Achilles Tendon Pain: Two Conditions, Two Completely Different Treatments
Achilles tendinopathy — the umbrella term for Achilles tendon pain and dysfunction — encompasses two distinct clinical entities that look similar on the surface but require fundamentally different treatment approaches. Getting this distinction right determines whether treatment succeeds or fails, and it’s why so many patients with “Achilles tendinitis” fail initial treatment: they’re receiving the protocol for the wrong diagnosis.
At Balance Foot & Ankle, Dr. Tom Biernacki begins every Achilles evaluation by precisely localizing the pain — because the treatment for insertional disease at the heel bone is completely different from midsubstance tendinopathy in the body of the tendon.
Insertional Achilles Tendinopathy
Insertional Achilles tendinopathy affects the distal 2cm of the tendon where it attaches to the posterior calcaneus (heel bone). Pain is maximal at this attachment point — felt as a hard, tender bump at the back of the heel — and is often associated with a Haglund deformity (prominent posterosuperior calcaneal tuberosity) and calcific spur within the tendon at its insertion. Symptoms are provoked by shoe counter pressure against the prominence and by push-off activity.
Treatment is fundamentally different from midsubstance disease. Heel drops and downhill eccentric exercises — the gold standard for midsubstance Achilles tendinopathy — are contraindicated in insertional disease because they increase tensile load at the insertion, worsening the condition. Instead, treatment uses: heel lifts (reducing insertional tensile stress), avoidance of shoe counter pressure (backless shoes or heel cutouts), isometric Achilles exercises (reducing pain without eccentric loading), and PRP injection into the tendon-bone interface. Calcific spur and Haglund deformity causing refractory pain are addressed with endoscopic Achilles debridement and calcaneal exostectomy.

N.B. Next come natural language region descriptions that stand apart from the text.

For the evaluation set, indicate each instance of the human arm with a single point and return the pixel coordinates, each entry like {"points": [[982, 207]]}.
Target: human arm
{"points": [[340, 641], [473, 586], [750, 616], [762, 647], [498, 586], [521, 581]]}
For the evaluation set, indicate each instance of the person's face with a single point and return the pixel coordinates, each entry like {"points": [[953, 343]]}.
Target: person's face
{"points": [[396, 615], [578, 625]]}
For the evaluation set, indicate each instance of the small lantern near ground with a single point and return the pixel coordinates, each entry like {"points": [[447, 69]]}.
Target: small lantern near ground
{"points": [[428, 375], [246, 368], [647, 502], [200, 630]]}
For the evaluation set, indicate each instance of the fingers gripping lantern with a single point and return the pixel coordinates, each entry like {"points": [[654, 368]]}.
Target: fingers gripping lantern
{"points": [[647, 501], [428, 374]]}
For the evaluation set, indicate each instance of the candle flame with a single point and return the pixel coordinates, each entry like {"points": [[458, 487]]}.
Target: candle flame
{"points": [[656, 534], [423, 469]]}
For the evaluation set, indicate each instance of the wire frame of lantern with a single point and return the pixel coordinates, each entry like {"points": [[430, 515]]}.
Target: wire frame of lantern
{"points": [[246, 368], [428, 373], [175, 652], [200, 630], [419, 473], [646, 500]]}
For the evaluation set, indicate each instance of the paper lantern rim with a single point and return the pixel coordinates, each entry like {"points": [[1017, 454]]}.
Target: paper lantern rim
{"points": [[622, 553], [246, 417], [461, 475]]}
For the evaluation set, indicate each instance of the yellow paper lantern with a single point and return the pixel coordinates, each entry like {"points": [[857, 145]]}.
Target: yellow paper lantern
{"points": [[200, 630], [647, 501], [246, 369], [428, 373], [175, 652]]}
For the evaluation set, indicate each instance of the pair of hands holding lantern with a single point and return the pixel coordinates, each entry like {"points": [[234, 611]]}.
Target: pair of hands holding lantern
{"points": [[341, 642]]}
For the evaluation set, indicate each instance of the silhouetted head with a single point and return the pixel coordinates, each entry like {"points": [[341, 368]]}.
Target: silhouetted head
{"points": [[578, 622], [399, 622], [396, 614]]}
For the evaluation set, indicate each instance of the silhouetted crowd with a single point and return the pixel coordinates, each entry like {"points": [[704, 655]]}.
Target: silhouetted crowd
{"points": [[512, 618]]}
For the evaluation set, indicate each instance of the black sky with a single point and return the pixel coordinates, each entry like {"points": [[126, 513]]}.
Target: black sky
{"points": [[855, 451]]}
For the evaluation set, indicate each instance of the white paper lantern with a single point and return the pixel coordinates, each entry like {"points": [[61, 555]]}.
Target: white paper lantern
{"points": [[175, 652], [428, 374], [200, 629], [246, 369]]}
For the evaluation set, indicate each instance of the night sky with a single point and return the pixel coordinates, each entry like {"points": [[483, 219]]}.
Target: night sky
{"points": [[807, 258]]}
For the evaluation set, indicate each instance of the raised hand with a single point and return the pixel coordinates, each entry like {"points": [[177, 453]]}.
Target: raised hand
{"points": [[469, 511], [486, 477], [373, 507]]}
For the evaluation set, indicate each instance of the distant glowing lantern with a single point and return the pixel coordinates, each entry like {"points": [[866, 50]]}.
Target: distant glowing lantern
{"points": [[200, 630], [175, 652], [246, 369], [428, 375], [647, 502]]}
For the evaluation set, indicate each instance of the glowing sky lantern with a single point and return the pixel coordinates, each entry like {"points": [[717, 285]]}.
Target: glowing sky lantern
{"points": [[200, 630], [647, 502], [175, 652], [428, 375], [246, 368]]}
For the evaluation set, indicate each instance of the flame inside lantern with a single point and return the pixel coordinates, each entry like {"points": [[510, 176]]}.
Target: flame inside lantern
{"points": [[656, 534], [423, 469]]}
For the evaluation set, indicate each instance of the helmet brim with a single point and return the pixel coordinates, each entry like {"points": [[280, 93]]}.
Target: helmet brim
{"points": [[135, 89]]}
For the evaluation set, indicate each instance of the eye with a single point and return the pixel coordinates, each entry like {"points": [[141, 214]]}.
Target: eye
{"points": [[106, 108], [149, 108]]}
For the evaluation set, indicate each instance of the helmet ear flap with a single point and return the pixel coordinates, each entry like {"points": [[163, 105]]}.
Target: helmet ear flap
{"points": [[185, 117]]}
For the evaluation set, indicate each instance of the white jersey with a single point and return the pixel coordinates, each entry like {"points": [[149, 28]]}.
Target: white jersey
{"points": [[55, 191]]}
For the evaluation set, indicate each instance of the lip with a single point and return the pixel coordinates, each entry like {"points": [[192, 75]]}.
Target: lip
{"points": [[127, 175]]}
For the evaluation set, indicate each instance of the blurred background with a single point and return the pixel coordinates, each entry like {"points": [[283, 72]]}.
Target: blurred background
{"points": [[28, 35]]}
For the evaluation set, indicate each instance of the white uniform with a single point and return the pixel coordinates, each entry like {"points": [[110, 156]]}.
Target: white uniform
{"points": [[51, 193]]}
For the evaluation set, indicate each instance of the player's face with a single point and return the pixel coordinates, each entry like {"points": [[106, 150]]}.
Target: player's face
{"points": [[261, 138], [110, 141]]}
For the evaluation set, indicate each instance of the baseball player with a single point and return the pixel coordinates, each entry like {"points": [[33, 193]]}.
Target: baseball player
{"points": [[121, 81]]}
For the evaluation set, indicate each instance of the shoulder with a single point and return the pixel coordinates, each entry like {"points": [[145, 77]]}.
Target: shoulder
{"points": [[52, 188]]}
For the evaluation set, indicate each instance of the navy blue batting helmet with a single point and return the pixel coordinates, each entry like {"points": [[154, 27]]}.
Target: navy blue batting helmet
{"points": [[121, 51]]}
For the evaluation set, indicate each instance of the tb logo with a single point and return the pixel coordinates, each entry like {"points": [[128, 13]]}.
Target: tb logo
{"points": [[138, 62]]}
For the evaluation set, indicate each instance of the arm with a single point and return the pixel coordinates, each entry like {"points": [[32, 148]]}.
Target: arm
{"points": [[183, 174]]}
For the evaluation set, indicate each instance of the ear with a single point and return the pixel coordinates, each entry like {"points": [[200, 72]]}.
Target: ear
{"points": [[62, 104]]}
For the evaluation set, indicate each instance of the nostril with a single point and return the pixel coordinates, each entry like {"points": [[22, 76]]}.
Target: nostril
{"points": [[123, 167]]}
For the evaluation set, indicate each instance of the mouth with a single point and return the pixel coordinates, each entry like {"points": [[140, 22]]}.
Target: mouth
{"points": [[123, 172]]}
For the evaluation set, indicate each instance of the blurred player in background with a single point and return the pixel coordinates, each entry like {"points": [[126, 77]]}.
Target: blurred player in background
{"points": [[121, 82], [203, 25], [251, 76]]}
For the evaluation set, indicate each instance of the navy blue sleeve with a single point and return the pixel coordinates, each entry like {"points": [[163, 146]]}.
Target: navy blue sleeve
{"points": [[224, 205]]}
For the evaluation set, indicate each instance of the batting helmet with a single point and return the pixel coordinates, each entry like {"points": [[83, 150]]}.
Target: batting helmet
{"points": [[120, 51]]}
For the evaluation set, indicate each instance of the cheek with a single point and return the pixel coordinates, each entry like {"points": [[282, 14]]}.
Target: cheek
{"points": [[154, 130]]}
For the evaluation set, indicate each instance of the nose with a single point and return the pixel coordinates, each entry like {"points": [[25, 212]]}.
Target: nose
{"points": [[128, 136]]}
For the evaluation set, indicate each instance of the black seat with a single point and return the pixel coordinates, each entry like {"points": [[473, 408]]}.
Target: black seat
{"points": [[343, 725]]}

Midsubstance Achilles Tendinopathy
Midsubstance tendinopathy affects the body of the Achilles tendon, typically 2–6cm above the calcaneal insertion — the “watershed zone” with the poorest intrinsic blood supply. Pain is located in the mid-tendon, there is no bony prominence, and symptoms are aggravated by running and activity with some morning stiffness. Degenerative changes (tendinosis) — disorganized collagen, mucoid infiltration, neovascularization — replace the normal parallel fiber architecture on ultrasound and MRI.

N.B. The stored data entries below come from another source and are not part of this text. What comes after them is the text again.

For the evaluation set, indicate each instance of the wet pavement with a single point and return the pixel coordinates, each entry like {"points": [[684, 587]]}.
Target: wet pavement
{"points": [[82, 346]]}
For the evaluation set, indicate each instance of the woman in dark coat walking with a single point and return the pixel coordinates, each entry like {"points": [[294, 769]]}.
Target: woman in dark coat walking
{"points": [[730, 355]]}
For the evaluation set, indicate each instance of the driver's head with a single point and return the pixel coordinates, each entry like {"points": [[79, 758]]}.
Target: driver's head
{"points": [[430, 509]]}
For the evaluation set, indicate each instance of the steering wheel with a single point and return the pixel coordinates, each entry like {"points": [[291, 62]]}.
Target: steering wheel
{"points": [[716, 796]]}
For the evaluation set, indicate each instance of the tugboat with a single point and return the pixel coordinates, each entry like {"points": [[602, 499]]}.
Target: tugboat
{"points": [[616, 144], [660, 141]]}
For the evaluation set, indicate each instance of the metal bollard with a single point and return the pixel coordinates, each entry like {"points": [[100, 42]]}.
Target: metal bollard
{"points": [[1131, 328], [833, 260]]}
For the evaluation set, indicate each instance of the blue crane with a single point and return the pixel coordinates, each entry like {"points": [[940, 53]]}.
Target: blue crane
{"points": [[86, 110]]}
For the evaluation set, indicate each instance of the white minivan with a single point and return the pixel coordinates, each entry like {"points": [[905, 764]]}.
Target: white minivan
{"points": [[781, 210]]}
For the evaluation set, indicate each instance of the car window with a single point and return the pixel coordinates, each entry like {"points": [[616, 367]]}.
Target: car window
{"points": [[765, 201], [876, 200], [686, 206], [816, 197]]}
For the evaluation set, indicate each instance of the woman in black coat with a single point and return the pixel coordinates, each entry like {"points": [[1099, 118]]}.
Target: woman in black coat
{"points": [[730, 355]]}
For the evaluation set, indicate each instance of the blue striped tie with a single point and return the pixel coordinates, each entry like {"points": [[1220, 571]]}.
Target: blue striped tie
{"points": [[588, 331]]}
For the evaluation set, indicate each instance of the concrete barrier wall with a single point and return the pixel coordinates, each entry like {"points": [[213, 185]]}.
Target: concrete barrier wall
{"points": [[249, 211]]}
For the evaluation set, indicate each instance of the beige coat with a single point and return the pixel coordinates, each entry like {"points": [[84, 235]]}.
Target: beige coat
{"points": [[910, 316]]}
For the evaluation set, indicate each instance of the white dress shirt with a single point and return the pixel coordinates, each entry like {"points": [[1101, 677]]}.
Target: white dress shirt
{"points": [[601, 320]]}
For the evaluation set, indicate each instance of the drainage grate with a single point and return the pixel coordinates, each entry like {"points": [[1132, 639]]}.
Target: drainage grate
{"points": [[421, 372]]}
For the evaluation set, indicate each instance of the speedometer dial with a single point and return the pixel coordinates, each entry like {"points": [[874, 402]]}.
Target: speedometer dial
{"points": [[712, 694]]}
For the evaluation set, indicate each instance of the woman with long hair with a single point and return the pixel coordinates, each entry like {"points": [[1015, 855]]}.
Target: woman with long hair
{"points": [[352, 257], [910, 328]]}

Midsubstance tendinopathy responds to the Alfredson eccentric heel drop protocol — 3 sets of 15 repetitions twice daily for 12 weeks, performed off the edge of a step with controlled eccentric lowering. This produces physiological tendon remodeling and is the most evidence-based conservative intervention available. Ultrasound-guided PRP injection accelerates tendon healing in cases refractory to eccentric exercise. Surgical stripping and debridement is a last resort for truly refractory midsubstance tendinopathy.
Achilles Tendon Rupture
Complete Achilles tendon rupture — often described as feeling like being struck or kicked from behind with a palpable gap in the tendon — is a different condition entirely from tendinopathy and requires urgent evaluation. The Thompson test (absence of plantarflexion with calf squeeze in prone position) confirms the diagnosis. Management — operative repair versus functional bracing with early range of motion — depends on patient age, activity level, and time to presentation. Outcomes with both approaches are good when properly implemented.

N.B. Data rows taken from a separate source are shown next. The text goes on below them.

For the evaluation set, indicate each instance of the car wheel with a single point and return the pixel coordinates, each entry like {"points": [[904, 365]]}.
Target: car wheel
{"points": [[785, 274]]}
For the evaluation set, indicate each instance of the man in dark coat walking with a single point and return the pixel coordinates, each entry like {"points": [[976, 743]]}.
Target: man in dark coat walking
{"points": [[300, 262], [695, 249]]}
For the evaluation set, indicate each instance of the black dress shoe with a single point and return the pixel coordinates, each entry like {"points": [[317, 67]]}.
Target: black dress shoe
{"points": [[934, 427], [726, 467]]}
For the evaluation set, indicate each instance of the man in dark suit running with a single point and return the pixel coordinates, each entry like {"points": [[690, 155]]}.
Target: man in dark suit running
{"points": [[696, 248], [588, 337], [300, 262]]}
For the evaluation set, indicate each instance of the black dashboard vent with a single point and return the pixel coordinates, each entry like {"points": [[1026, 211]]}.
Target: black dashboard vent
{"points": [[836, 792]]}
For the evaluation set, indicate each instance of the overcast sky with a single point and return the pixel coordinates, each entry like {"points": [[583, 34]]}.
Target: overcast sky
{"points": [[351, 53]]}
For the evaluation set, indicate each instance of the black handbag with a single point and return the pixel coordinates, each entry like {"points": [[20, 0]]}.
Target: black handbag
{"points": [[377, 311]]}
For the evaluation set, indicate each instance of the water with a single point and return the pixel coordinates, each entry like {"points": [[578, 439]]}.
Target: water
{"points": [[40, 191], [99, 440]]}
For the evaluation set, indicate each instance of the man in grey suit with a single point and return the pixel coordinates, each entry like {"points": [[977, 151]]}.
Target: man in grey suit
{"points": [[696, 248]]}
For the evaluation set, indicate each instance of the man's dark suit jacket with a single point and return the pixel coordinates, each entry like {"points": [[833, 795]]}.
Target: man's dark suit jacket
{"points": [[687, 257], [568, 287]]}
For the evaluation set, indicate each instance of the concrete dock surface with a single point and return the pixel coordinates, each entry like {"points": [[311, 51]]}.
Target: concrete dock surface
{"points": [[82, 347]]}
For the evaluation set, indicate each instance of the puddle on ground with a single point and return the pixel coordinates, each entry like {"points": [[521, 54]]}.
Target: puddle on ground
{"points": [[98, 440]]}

Diagnostic Ultrasound for Achilles Evaluation
Diagnostic ultrasound is the ideal imaging tool for Achilles tendon assessment — it visualizes tendon architecture, identifies intratendinous tears, demonstrates calcific deposits, and guides injection therapy with precision. At Balance Foot & Ankle, ultrasound is available at every Achilles evaluation, allowing same-day imaging and ultrasound-guided PRP injection when indicated without requiring a separate radiology appointment.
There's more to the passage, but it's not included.